La sentenza del Tar mette nero su bianco molti di questi dubbi, accogliendo il ricorso della società “Tecnologie sanitarie e sportive srl Unipersonale”, difesa dagli avvocati Ugo D’Angelo e Giuseppe Sciuto. La società ha lamentato, di fatto, l’impossibilità di partecipare a due dei quattro lotti in cui è stato suddiviso il bando. Si tratta dei lotti più ricchi, da oltre 110 milioni di euro complessivi sui 115 dell’intero bando. Il motivo dell’esclusione contro cui si è opposta l’azienda è legata ai limiti minimi di fatturato per partecipare alla gara.

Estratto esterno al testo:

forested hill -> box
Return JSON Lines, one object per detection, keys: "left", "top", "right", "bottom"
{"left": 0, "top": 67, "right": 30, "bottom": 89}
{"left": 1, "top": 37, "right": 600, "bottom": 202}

La società ricorrente infatti ha un fatturato da quasi 8 milioni di euro, mentre i requisiti del bando consentivano, per quei due lotti, la partecipazione di imprese con un fatturato comunque superiore ai 13 milioni.

Requisiti, però, illegittimi secondo il Tar, visto che violerebbero una delle norme contenute nel cosiddetto “Codice degli appalti”: “Nel caso di suddivisione in lotti – si legge nel Codice – il relativo valore deve essere adeguato in modo da garantire l’effettiva possibilità di partecipazione da parte delle microimprese, piccole e medie imprese”. Cosa si intende per “piccole imprese”, viene chiarito poche righe sotto nella sentenza del Tar, che riprende un altro passaggio del Codice degli appalti: in cui si spiega che le piccole imprese sono quelle “che hanno meno di 50 occupati e un fatturato annuo oppure un totale di bilancio annuo non superiore a 10 milioni di euro [e] micro imprese le imprese che hanno meno di 10 occupati e un fatturato annuo oppure un totale di bilancio annuo non superiore a 2 milioni di euro”.

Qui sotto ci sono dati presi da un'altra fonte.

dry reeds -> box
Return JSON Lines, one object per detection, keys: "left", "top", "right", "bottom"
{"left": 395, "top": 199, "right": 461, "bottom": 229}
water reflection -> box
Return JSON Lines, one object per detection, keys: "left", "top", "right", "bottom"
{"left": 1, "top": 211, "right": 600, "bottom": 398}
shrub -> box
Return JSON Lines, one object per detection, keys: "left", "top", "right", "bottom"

Il bando avrebbe quindi tagliato fuori i più piccoli, favorendo i grandi. I piccoli, a loro volta, avrebbero potuto “consorziarsi”. Ma questa, spiega il Tar, deve essere considerata una possibilità per le imprese e non un obbligo. “E’ evidente quindi – scrive il Tar – che, pur essendo congrui i requisiti di capacità economico-finanziaria richiesti (questione questa peraltro non contestata in ricorso), di fatto viene esclusa la possibilità di partecipazione in forma singola, quanto meno da parte delle microimprese e delle piccole imprese, qual è la ricorrente”.

Ma il Tar entra anche nel merito dell’utilità del “metodo Consip”, ossia degli effettivi risparmi che verrebbero portati in dote dalla Centrale unica siciliana, facendo riferimento a una direttiva sugli appalti in cui si spiega che “l’aggregazione e la centralizzazione delle committenze dovrebbero essere attentamente monitorate al fine di evitare un’eccessiva concentrazione del potere d’acquisto e collusioni, nonché di preservare la trasparenza e la concorrenza e la possibilità di accesso al mercato per le Pmi”.

E i giudici amministrativi aggiungono: “Solo un confronto competitivo ampio, attraverso la più ampia partecipazione di operatori privati può consentire di conseguire un maggior risparmio economico per le stazioni appaltanti. In sostanza quindi, ferma restando la bontà dell’obiettivo della centralizzazione delle gare (vedi centrali uniche di committenza), non è vero che l’aggregazione in ‘maxilotti’ determini di per ciò solo un risparmio di spesa per la stazione appaltante, essendo invece vero il contrario”. Insomma, il bando è illegittimo e non era nemmeno così scontato che consentisse un effettivo risparmio. Una “doppia bocciatura” che accende però i riflettori sul sistema Consip siciliano. Proprio di ieri, infatti, la notizia di un altro mega-bando bocciato: sospeso, per la precisione, quello da 163 milioni di euro per i servizi di ristorazione nelle aziende sanitarie e ospedaliere siciliane. Un bando non così chiaro, secondo la ditta che si è opposta. Un ricorso accolto dal Tar. Come quello che ha buttato nel cestino la gara per i pannoloni. Un altro flop della Centrale che doveva cancellare gli sprechi in Sanità.